Why does cheap cafe demerera sugar taste like cheap baked bean sauce?

You know the sort. If you take a few grains and rub them between your fingers, the brown colouring comes off. Anyway, all the brands I’ve ever come across have a sweet (don’t laugh. Normal sugar tastes of surprisingly little) chemical-y taste reminiscent of cheap, watery baked bean sauce. Why is this?

Here’s the answer from Boston.

Demerera sugar is made of medium to large sugar crystals, enveloped in molasses (of varying grades) and other byproducts of teh sugr refining process. Traditional baked beans were made from mollasses, as well. The amount and quality of molasses in cheap demerera sugar and cheap watery baked bean sauce is fairly low, but both attempt to imitate their more full-bodied counterparts of bygone days.

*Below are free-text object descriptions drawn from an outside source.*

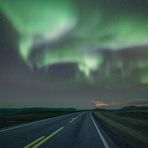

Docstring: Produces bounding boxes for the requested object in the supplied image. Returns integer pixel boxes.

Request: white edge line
[90,113,110,148]
[0,112,76,133]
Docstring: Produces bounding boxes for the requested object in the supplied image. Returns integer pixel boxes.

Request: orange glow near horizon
[91,100,109,108]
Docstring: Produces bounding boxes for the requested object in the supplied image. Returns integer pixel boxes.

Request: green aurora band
[0,0,148,81]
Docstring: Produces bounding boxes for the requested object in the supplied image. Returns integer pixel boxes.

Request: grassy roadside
[93,110,148,148]
[0,108,76,129]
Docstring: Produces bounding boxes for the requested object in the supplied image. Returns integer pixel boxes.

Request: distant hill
[93,108,107,111]
[120,106,148,111]
[0,107,77,129]
[93,106,148,112]
[0,107,77,117]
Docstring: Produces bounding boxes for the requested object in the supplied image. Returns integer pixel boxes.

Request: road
[0,112,117,148]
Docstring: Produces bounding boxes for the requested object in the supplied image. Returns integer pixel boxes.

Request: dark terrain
[93,106,148,148]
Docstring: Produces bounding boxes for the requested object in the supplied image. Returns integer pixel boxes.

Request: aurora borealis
[0,0,148,108]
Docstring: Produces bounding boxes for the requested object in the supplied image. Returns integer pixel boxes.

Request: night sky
[0,0,148,109]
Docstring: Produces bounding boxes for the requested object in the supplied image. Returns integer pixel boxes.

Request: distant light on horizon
[91,100,109,108]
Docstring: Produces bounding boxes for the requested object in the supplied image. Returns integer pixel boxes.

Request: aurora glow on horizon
[0,0,148,108]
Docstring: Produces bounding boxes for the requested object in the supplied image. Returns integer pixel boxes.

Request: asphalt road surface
[0,112,117,148]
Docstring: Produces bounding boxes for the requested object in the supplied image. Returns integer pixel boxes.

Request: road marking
[24,136,45,148]
[31,127,64,148]
[69,117,77,123]
[90,113,110,148]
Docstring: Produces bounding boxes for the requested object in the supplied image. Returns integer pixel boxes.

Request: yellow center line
[31,127,64,148]
[24,136,45,148]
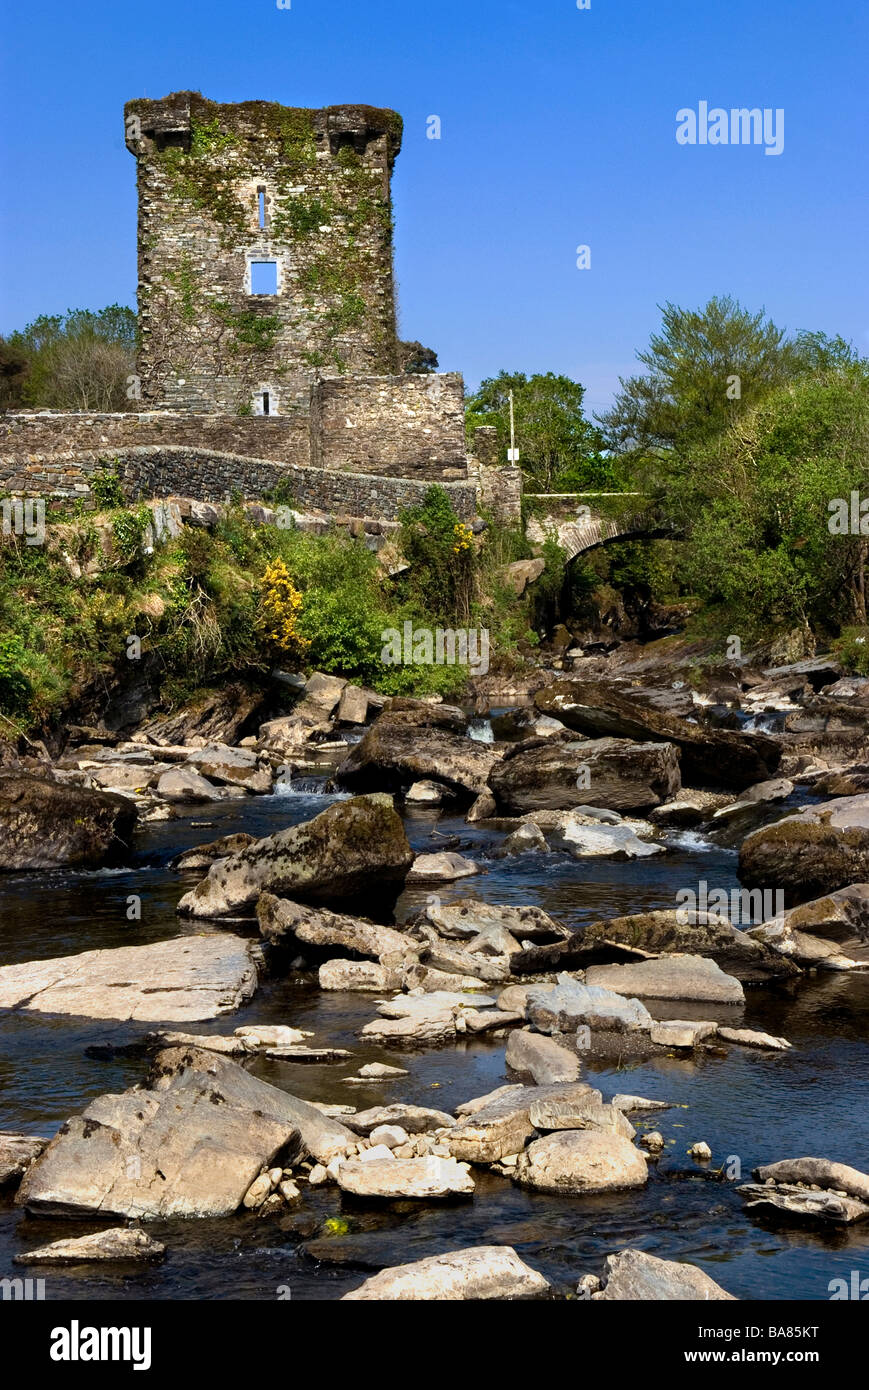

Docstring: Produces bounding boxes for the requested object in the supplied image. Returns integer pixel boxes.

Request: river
[2,781,868,1301]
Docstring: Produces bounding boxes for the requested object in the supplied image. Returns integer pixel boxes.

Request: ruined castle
[0,92,519,523]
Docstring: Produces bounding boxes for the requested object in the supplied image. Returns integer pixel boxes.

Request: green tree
[597,296,799,465]
[466,370,615,491]
[672,364,869,633]
[3,305,137,411]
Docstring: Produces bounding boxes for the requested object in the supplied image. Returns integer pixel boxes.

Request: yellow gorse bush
[258,557,308,656]
[452,522,474,554]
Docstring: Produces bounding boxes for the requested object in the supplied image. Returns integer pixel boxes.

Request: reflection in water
[1,785,868,1300]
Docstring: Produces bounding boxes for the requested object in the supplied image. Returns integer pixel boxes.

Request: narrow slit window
[262,391,270,416]
[257,187,266,230]
[250,260,278,295]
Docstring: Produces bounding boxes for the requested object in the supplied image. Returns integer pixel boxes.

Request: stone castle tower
[124,91,403,415]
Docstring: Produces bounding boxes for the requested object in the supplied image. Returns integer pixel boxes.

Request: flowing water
[1,784,868,1301]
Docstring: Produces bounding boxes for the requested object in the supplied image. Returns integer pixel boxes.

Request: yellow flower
[258,557,308,655]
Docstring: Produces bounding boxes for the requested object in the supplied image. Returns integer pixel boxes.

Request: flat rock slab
[585,955,745,1004]
[0,936,260,1022]
[14,1228,166,1264]
[336,1156,475,1199]
[342,1246,549,1300]
[16,1047,353,1219]
[650,1020,718,1048]
[597,1248,736,1300]
[754,1156,869,1204]
[738,1183,869,1224]
[515,1130,649,1194]
[528,1097,634,1140]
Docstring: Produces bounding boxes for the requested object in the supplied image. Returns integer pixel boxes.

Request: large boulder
[342,1246,549,1301]
[515,1130,648,1194]
[536,679,781,789]
[488,736,681,814]
[582,909,800,983]
[16,1047,353,1219]
[414,898,570,943]
[0,935,260,1023]
[447,1082,600,1162]
[753,1156,869,1204]
[0,772,137,871]
[765,884,869,961]
[177,795,413,919]
[334,708,497,798]
[185,744,273,794]
[525,974,653,1033]
[596,1249,736,1300]
[585,955,745,1004]
[257,895,414,960]
[739,796,869,904]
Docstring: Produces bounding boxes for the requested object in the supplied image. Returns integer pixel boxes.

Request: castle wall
[125,93,402,413]
[311,373,467,479]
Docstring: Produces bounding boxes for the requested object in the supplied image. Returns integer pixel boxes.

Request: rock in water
[488,736,681,815]
[16,1047,354,1218]
[0,1134,49,1187]
[505,1029,581,1084]
[336,1156,475,1199]
[739,796,869,903]
[177,795,414,919]
[582,909,799,984]
[535,679,780,789]
[342,1246,549,1300]
[596,1248,736,1300]
[406,852,479,883]
[0,772,137,871]
[515,1130,649,1194]
[14,1228,166,1264]
[0,935,260,1022]
[585,955,745,1004]
[753,1156,869,1203]
[257,896,413,960]
[335,708,498,798]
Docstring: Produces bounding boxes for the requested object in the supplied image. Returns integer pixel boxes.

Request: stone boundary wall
[0,443,479,521]
[0,411,311,468]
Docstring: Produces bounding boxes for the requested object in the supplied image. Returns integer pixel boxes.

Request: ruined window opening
[250,260,278,295]
[257,187,266,230]
[262,391,270,416]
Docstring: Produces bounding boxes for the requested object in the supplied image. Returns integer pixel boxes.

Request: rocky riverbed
[2,657,869,1300]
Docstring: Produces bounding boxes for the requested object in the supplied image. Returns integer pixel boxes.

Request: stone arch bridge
[524,493,679,561]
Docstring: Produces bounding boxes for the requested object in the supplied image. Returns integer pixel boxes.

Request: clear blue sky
[1,0,866,411]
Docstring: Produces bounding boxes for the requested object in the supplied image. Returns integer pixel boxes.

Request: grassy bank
[0,484,553,733]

In essence, the thin coating on cheap demerera sugar is cheap baked bean sauce (before it’s added to the beans), and the coating is thin enough to rub off because a watery molasses solution won’t cling as well, and would dissolve the underlying crystal, if applied in large amounts (and you know the cheap guys aren’t going to bother with repeated cycles.of coating and drying)

Oddly, even though I was raised in the South, I am one of the few people I know who has never really seen the point in “Boston baked beans”. They’re okay, but why bother? What’s the appeal?